Saturday, November 12, 2011

Introduction to my Mathematica guide: The Way of Mathematica

Greetings! Several years ago I began creating a guide to Mathematica for my own use--as a reference to what I wanted to learn and remember, especially about Mathematica programming. I also wanted to capture a philosophy about Mathematica, like the Tao--as in the Tao Teh Ching--or Way of Mathematica. How does one 'go with the flow' when programming in Mathematica? It evolved into a book and here I'm posting drafts from the book. Please keep in mind these are drafts and may contain errors or omissions. Of course I'm very interested in your comments and corrections.

One device I use that you may not like is capitalizing Mathematica functions, such as Map or Import, as proper nouns. The idea is to highlight them and impress them on our minds. However I can also see that this usage can be irritating--if so let me know.

More significantly, I use a new programming dialect that I first presented at the Wolfram Technology Conference in 2007--you can download the presentation here:

This dialect, which features heavy usage of Prefix (f@x) and Postfix (x//f) syntax with pure Function (x//f [#, {parameters}]&, offers a number of significant advantages over the traditional Matchfix style. Specifically, these benefits include:

  1. Code is more readable
  2. We have less typing because we finally depart from the confusing matching brackets f[[[parameter1, g[parameter2], h[parameter3]]]] syntax that goes at least as far back as Lisp
  3. Functions are listed in the order in which they are applied as in procedural programming
  4. We have more options to organize our code so as to highlight what's important and bury what is not.

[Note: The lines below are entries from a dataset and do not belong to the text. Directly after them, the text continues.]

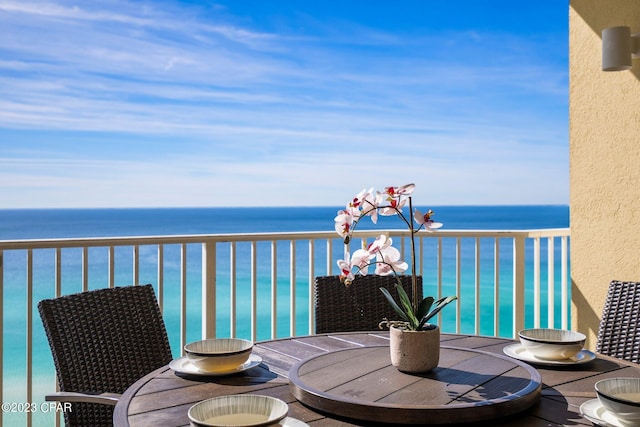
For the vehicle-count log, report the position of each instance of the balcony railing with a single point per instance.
(260, 286)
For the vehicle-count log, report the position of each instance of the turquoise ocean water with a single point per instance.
(64, 223)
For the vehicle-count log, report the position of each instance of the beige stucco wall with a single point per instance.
(604, 145)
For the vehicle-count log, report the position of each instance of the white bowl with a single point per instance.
(621, 398)
(552, 344)
(218, 354)
(240, 410)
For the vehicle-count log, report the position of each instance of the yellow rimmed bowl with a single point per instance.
(552, 344)
(218, 354)
(240, 410)
(621, 398)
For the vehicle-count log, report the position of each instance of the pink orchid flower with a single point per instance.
(388, 262)
(426, 221)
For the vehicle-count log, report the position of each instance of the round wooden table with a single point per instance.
(164, 397)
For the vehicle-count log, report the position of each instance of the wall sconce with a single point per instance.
(619, 46)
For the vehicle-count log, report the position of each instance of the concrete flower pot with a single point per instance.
(415, 351)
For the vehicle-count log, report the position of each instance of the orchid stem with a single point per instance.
(414, 279)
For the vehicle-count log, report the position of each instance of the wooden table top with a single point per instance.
(163, 397)
(469, 385)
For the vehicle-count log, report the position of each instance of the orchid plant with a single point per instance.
(380, 253)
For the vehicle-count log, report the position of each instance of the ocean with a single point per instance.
(19, 224)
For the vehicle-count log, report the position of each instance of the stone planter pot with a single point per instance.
(415, 351)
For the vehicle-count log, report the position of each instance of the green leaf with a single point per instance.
(439, 305)
(394, 305)
(408, 306)
(424, 307)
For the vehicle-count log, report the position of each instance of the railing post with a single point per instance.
(518, 283)
(1, 324)
(208, 290)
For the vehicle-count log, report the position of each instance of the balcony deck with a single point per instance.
(260, 286)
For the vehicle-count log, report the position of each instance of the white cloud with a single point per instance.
(196, 104)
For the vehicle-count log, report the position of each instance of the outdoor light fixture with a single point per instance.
(619, 46)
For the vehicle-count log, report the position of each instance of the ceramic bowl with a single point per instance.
(552, 344)
(219, 354)
(240, 410)
(621, 398)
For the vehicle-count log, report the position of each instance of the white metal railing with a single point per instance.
(243, 279)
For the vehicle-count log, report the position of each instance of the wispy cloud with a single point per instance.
(177, 96)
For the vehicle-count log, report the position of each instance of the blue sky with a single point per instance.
(151, 103)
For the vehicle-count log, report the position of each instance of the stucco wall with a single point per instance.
(604, 121)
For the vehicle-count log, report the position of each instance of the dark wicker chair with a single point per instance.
(358, 307)
(102, 341)
(619, 331)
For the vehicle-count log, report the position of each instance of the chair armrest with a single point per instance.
(69, 396)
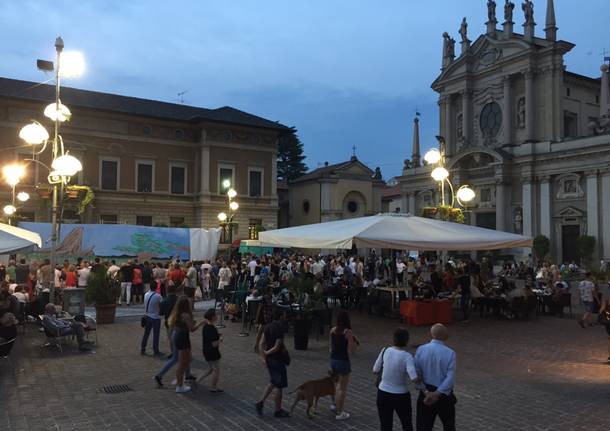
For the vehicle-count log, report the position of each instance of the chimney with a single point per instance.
(415, 157)
(551, 25)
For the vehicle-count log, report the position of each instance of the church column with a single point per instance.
(592, 206)
(545, 207)
(448, 128)
(501, 206)
(528, 215)
(530, 127)
(205, 164)
(507, 113)
(466, 114)
(606, 215)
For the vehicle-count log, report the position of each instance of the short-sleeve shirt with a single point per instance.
(398, 369)
(586, 288)
(210, 334)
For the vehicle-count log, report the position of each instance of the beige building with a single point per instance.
(335, 192)
(149, 162)
(530, 137)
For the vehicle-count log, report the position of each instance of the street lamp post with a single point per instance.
(63, 165)
(226, 218)
(440, 174)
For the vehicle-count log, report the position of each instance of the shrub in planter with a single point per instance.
(103, 291)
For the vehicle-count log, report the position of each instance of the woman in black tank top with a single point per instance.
(342, 344)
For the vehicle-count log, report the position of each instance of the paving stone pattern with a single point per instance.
(544, 374)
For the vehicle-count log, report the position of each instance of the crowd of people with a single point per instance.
(168, 291)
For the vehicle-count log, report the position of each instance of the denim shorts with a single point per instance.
(340, 367)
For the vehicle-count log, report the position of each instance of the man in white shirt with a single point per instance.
(588, 296)
(152, 316)
(435, 364)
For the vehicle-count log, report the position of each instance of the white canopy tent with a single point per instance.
(16, 240)
(397, 231)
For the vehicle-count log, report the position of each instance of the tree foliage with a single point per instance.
(290, 157)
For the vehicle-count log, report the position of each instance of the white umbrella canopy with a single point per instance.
(15, 240)
(398, 231)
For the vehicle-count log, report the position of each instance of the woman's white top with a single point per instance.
(398, 370)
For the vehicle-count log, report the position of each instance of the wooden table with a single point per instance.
(420, 313)
(393, 291)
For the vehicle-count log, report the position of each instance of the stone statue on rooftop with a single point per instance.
(508, 11)
(528, 11)
(491, 10)
(464, 31)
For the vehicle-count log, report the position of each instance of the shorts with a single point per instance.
(340, 367)
(214, 364)
(278, 376)
(590, 306)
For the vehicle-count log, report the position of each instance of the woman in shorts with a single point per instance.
(342, 344)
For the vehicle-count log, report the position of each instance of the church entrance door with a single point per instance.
(569, 234)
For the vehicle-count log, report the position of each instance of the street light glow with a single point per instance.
(71, 65)
(465, 194)
(66, 165)
(62, 114)
(9, 209)
(13, 174)
(23, 196)
(34, 133)
(440, 173)
(433, 156)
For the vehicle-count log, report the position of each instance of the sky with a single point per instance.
(345, 73)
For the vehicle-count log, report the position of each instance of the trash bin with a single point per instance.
(74, 300)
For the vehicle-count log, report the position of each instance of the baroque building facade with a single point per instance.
(530, 137)
(148, 162)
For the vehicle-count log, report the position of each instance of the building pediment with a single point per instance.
(570, 212)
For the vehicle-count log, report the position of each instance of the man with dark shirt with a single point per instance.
(22, 271)
(126, 278)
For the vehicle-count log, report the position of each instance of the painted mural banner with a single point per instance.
(116, 240)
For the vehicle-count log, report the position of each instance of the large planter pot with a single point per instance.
(301, 333)
(105, 313)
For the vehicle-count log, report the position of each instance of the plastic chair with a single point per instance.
(89, 322)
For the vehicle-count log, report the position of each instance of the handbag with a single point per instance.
(604, 318)
(379, 375)
(144, 319)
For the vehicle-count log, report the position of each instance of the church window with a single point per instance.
(570, 124)
(491, 119)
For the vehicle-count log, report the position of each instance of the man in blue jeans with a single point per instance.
(152, 304)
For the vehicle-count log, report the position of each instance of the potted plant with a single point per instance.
(302, 288)
(103, 291)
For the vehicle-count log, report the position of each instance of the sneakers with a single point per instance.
(259, 408)
(342, 416)
(281, 414)
(159, 382)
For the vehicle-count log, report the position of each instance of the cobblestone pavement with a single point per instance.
(544, 374)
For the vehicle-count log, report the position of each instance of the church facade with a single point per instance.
(531, 138)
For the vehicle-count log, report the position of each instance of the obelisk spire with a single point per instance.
(415, 157)
(551, 24)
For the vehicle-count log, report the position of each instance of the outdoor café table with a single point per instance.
(428, 312)
(393, 291)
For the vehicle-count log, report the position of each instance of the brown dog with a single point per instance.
(313, 390)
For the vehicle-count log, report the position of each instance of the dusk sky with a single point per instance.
(342, 72)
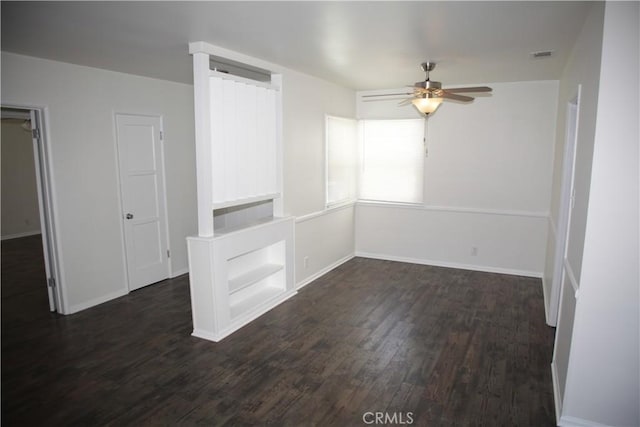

We can think of this dialect as a "functional-procedural fusion" and I haven't come up with a better name for it than that. Accordingly another benefit is that the syntax renders Mathematica easier to learn for procedural programmers. Schematically it looks like this:

Traditional Matchfixh [ g [ f [ x, y ], z ], j ]
Postfix-Pure Functionf [ x, y ] // g [ #, z ]& // h [#, j ]&
Prefixf @ g @ h @ i

Using Prefix and Postfix with abbreviated operators (such as +, -, x, /, ^, as in f@x+5) necessitates knowing Mathematica's Precedence table, included in the 2007 presentation and I will post the code and table for Mathematica 8 here. You can always determine the Precedence of any operators using that undocumented function:

In[68]:= Precedence /@ {Plus, Subtract, Times, Divide, Power}

Out[68]= {310., 310., 400., 470., 590.}

And you can always just use Matchfix, or group with parentheses, if you don't want to deal with Precedence. Of course we all deal with Precedence, and few would advise abolishing all abbreviated operator usage, in mathematics and Mathematica. So think of Prefix in Mathematica as a greatly extended usage of the power of abbreviated operators that harks to the origins of math.